Kingwood’s one-for-all M.O. highlights another swing at state
As individualistic as golf is, Kingwood’s girls team doesn’t go about it that way.
The Mustangs are essentially sisters on the course, fortified by a togetherness that absolves any selfish inhibition. They care about their individual performances, sure, but mostly because they know the effect it will have upon team goals and expectations.
The team is what matters. It’s why Kingwood is back at the UIL Class 6A state tournament for the fifth straight year, teeing off Monday at Legacy Hills Golf Club in Georgetown.
“I think what has benefited us tremendously is that the top five (girls) are all basically best friends,” said sophomore Bella Flores, Kingwood’s No. 1 player and runner-up at the Region III-6A tournament last month. “You want to go play golf since you know your friends are going to be up there as well. We have all grown so close together and have made so many memories that we are all truly rooting for one another.”
Kingwood won the Region III-6A championship by an incredible 44 shots. It was quite the turnaround from last season, when the Mustangs lost the regional title by one shot. They still advanced to state by finishing as one of the top three teams at regionals but placed 10th in Georgetown.
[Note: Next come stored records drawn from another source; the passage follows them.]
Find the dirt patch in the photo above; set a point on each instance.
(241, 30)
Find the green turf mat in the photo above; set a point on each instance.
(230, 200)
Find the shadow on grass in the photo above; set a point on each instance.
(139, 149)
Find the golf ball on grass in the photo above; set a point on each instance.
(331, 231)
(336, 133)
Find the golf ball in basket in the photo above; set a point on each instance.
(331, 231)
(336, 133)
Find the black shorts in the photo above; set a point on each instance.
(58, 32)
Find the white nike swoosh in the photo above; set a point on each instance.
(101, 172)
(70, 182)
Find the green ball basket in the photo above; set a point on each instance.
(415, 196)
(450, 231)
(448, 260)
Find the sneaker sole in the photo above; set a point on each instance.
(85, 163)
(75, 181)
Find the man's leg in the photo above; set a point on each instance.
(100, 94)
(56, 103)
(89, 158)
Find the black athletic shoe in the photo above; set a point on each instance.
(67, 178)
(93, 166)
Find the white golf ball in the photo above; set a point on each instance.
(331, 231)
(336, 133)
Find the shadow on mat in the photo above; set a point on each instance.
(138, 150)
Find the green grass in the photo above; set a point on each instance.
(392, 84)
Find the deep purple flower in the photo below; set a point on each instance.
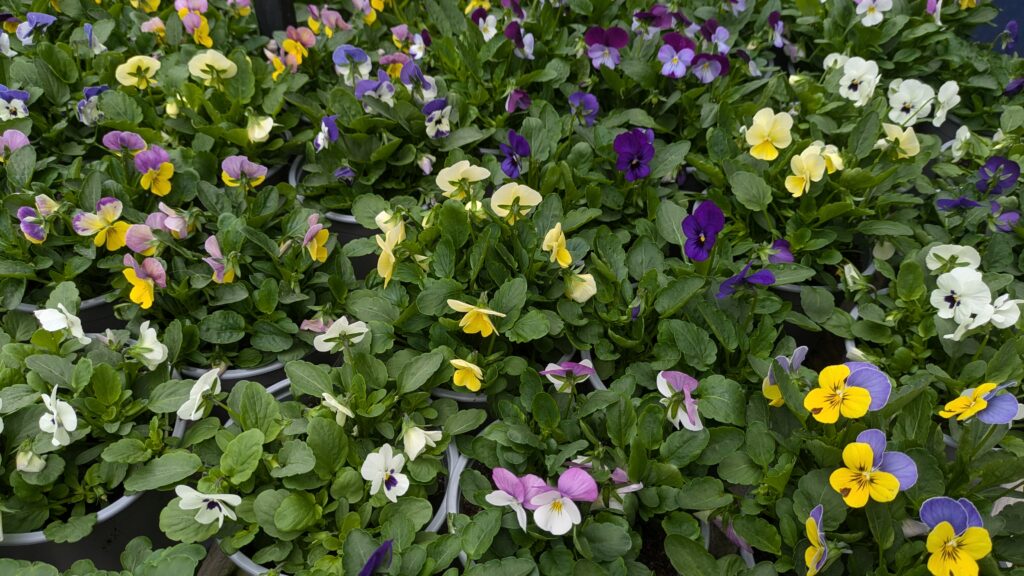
(603, 45)
(676, 54)
(760, 278)
(701, 230)
(780, 252)
(997, 175)
(515, 151)
(584, 106)
(518, 99)
(635, 149)
(709, 67)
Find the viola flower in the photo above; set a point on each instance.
(238, 170)
(677, 388)
(467, 374)
(871, 472)
(475, 319)
(515, 151)
(139, 72)
(103, 224)
(635, 149)
(603, 45)
(808, 166)
(997, 175)
(556, 510)
(790, 365)
(120, 142)
(984, 402)
(768, 132)
(155, 166)
(760, 278)
(817, 551)
(514, 201)
(709, 67)
(436, 121)
(851, 389)
(383, 469)
(676, 54)
(212, 507)
(58, 419)
(584, 106)
(957, 538)
(567, 374)
(701, 230)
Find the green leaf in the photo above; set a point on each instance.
(243, 455)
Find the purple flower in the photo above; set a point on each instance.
(515, 151)
(701, 230)
(584, 106)
(896, 463)
(119, 141)
(635, 149)
(709, 67)
(779, 252)
(518, 99)
(997, 175)
(380, 559)
(676, 54)
(603, 45)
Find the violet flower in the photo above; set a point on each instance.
(676, 54)
(515, 151)
(584, 106)
(760, 278)
(603, 45)
(701, 230)
(635, 149)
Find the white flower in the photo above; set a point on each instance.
(383, 468)
(1006, 313)
(872, 11)
(910, 100)
(555, 512)
(212, 507)
(54, 320)
(947, 256)
(59, 419)
(341, 332)
(208, 383)
(29, 461)
(150, 351)
(947, 98)
(961, 294)
(416, 440)
(860, 77)
(341, 412)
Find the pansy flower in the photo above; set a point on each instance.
(986, 403)
(701, 229)
(103, 224)
(851, 389)
(957, 538)
(870, 472)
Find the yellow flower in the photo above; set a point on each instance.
(957, 556)
(513, 201)
(808, 166)
(769, 132)
(859, 482)
(835, 397)
(137, 71)
(907, 139)
(967, 406)
(554, 242)
(467, 374)
(476, 319)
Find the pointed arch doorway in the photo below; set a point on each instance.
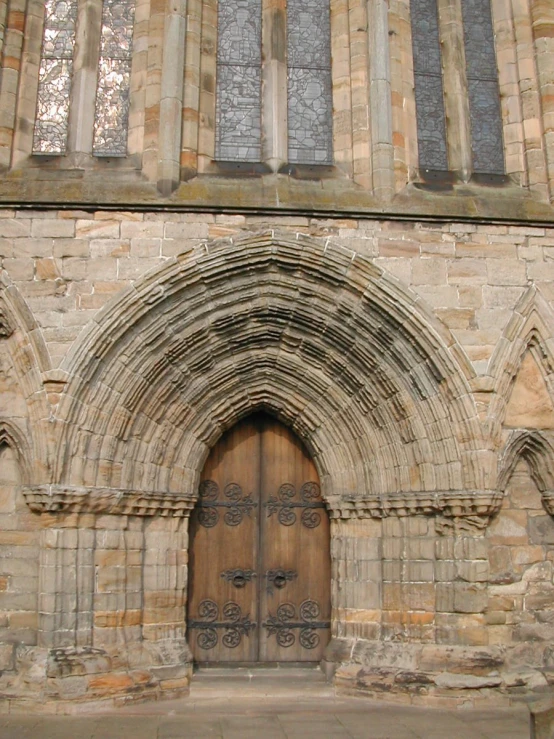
(259, 587)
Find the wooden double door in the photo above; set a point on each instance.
(260, 561)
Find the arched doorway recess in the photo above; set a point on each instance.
(260, 561)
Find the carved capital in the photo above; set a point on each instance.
(66, 499)
(452, 505)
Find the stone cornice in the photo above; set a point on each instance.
(74, 499)
(449, 504)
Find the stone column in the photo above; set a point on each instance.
(171, 103)
(153, 91)
(83, 88)
(456, 101)
(274, 103)
(356, 552)
(543, 34)
(3, 15)
(408, 579)
(462, 572)
(382, 153)
(66, 585)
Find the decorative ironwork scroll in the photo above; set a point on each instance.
(239, 81)
(237, 505)
(55, 72)
(239, 578)
(233, 622)
(484, 96)
(285, 622)
(114, 79)
(430, 117)
(284, 504)
(310, 119)
(279, 578)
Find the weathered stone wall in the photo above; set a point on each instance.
(402, 327)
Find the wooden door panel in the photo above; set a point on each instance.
(260, 562)
(223, 617)
(295, 561)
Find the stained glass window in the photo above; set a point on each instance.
(114, 73)
(482, 79)
(310, 133)
(55, 71)
(239, 79)
(431, 128)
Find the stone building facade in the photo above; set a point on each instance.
(398, 318)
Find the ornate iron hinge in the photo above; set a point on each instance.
(238, 505)
(283, 623)
(235, 624)
(239, 578)
(284, 505)
(279, 578)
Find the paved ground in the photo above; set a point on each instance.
(296, 706)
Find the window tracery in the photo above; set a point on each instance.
(55, 73)
(479, 113)
(310, 134)
(58, 67)
(114, 73)
(240, 106)
(239, 81)
(483, 93)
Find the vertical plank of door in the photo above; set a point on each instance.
(235, 459)
(296, 547)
Flores, junior Morgan Ankenbrandt, junior Kate Hartnett and senior Kathy Rodriguez are returners from last year.
“Those girls have done this before,” said coach Susan Willis, in her 15th year at the helm of the program. “We got beat last year at regionals and they wanted to rectify that this year. They’re determined to go back to state and come home with a medal. They want to win.
“They know in their hearts how good they are. They know the work it takes, and they are willing to do it every day. They’ve set their own goals as a group, and that’s the only way something like this works.”
The Mustangs are targeting a total score of 600 at state. They shot 635 last year. They have hit 600 once this year, when they shot 284 on the second day of their last regular season tournament to score 600-even.
The hope is to break 600, like elite teams can do. Lewisville Hebron, last year’s state champ, shot 598. Second-place Austin Vandegrift shot 605. Third-place Austin Westlake shot 611.
Kingwood believes it is an elite team.
It starts with Flores, who shot 9-over at regionals and has now led Kingwood to state twice. Flores said last year was critical for her. She soaked in everything and anything, from learning how to play as part of a team—her first year doing so—to acclimating to pressure and situations of postseason play.
“I try to do the very best I can for my teammates,” Flores said. “I’ve also learned a lot of new creative skills on the golf course. Going out with my teammates and playing different games have put me in difficult and different situations than what I would normally be in. My mental game has definitely improved because I’ve gained more experience and have been to more seminars.”
Willis never ceases to be amazed by Flores.
“Her drive, her desire to be the best and the work she puts in are incredible,” Willis said. “Her short game is good. She’s not a big kid. She hits the ball well for her size, but she is really good around the greens and makes good decisions the majority of the time. Her course management is very good.”
Flores’ skill and leadership are bedrocks of the team’s culture. Rodriguez is the glue of the team, a unifier who plays a huge role in keeping everyone together and on the same page.
Those two are essential to the make-up of Kingwood.
Willis also credits continuity for her program’s consistency. And she credits the local golf scene for the continuity.
Freshman Khloe Jones has been a revelation this season. She is the team’s No. 4 player. Willis is excited about another incoming freshman who figures to make an impact next year.
“The junior golf program at Kingwood Country Club is phenomenal,” Willis said. “The people there do an incredible job with tons of kids. That’s really been a big part of why we’re so successful. Kids start so young. Our assistant coach and boys head coach and I have a Lake Houston Beltway junior golf section out here, so every summer, one day a week, we have the ability to see the younger kids, starting with a five-hole division, up to nine holes, then 18 holes. Through all of that, it’s given us a constant stream of young golfers coming through.”
But these Mustangs are grown, experienced and mature. Optimistic and hungry to best the program’s previous best finish at state of sixth place.
Willis is confident her girls can do exactly that. As a team.
“As individual as golf can be, that’s not how they see it,” Willis said. “They see it as ‘I’m one person working to help the other four.’ That’s as important to their success as anything.”